We have no way of verifying this story, but in any case, the unnamed man had an interesting tale to tell. He said during his ’90s bank heists he would hand tellers notes to get the cash, and that he never had to carry a gun. Because the security footage was blurry at best during the late ’90s, he says, it was easy to get away with.
In a separate post Stanton published, the man said he didn’t commit a crime until he was 54. Then, he says, he went on a bank robbing spree after pulling a heist for the first time.
It’s been harder to rob banks these days, he says. The man says dye packs from banks exploded on him three separate times, with the worst occurring near Penn Station during the morning rush hour. He claims he heard a noise coming from his pants, followed by a bright neon cloud shooting up towards him. With many people watching, he tossed the money away, jumped in a cab, and went to a bar, according to his story.
In 1990, The New York Times reported a steep rise in bank robberies that was “baffling” both bankers and the FBI. From The Times:
Reasons for the increase are not clear. Law enforcement officials cite several possibilities: the spread of crack addiction, decreased attention by the authorities – who in some cases redeployed their forces against crack – and the recent return to the streets of some jailed bank robbers.
The banks hit most steadily, bank officials said, are midtown Manhattan branches.
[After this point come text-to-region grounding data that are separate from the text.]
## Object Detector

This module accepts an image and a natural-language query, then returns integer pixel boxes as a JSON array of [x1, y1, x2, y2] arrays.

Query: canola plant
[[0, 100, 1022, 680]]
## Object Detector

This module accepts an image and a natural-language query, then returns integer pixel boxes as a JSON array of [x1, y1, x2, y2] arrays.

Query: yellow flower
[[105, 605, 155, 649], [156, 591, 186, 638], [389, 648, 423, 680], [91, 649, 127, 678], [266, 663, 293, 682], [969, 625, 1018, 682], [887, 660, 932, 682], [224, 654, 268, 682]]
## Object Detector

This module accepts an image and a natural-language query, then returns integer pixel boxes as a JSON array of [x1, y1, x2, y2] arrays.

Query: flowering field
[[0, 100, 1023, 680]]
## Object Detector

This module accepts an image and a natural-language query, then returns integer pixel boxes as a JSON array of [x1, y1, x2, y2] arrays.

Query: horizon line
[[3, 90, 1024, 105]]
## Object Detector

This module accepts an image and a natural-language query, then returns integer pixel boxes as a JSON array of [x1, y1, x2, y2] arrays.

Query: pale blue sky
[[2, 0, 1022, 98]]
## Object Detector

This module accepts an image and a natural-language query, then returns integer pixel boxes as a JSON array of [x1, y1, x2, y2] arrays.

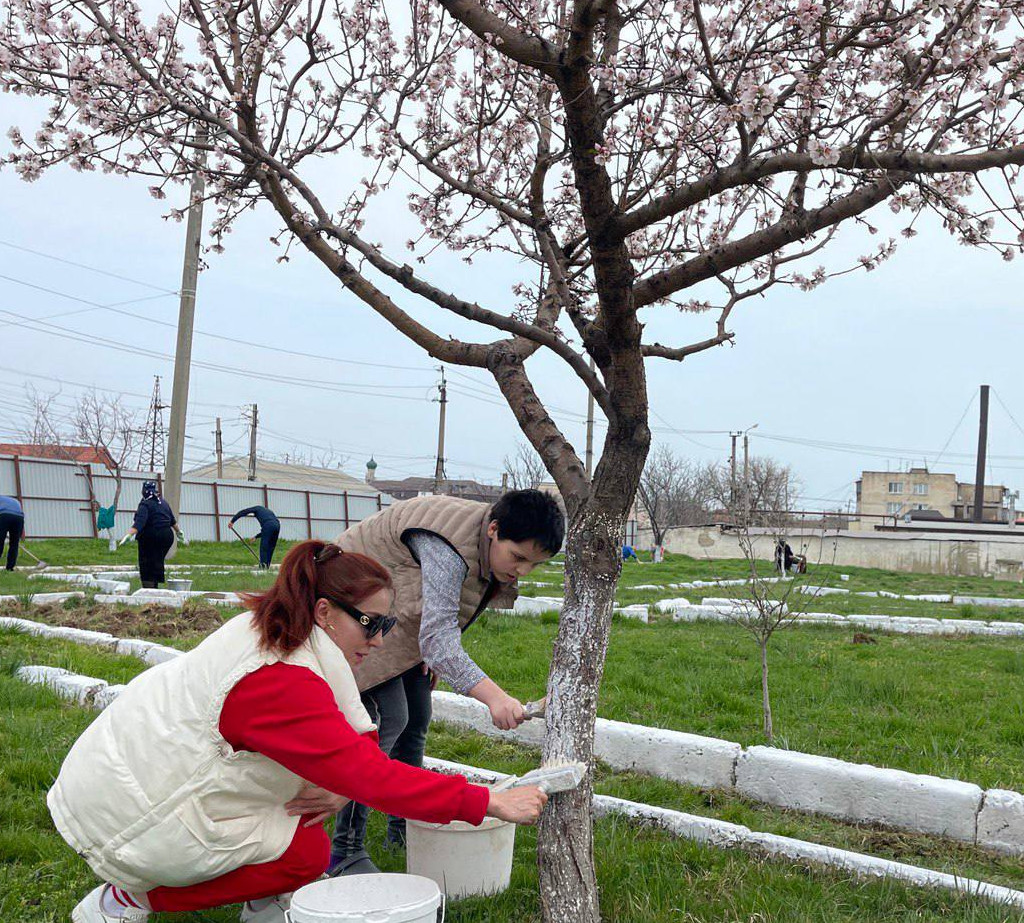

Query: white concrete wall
[[664, 524, 1024, 577]]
Most banks in poorer neighborhoods have installed teller windows of thick plastic while many midtown banks eschew them, and more robbers are blending into crowds or hopping on the subway instead of using getaway cars, the officials said.
During the late ’90s, there were at least a couple of prominent bank robberies within New York, such as the 1998 heist from a Bank of America within the World Trade Center in addition to the “Seven-Second Bandit.”
An NYPD spokesman told Business Insider the department is unable to identify a criminal based solely on a picture, although he advised sending the picture via email to the Deputy Commissioner of Public Information to see if the department can make a match. Business Insider is still waiting for that reply.
However, he added that if the man was never caught for any crime, there would be no way to identify him.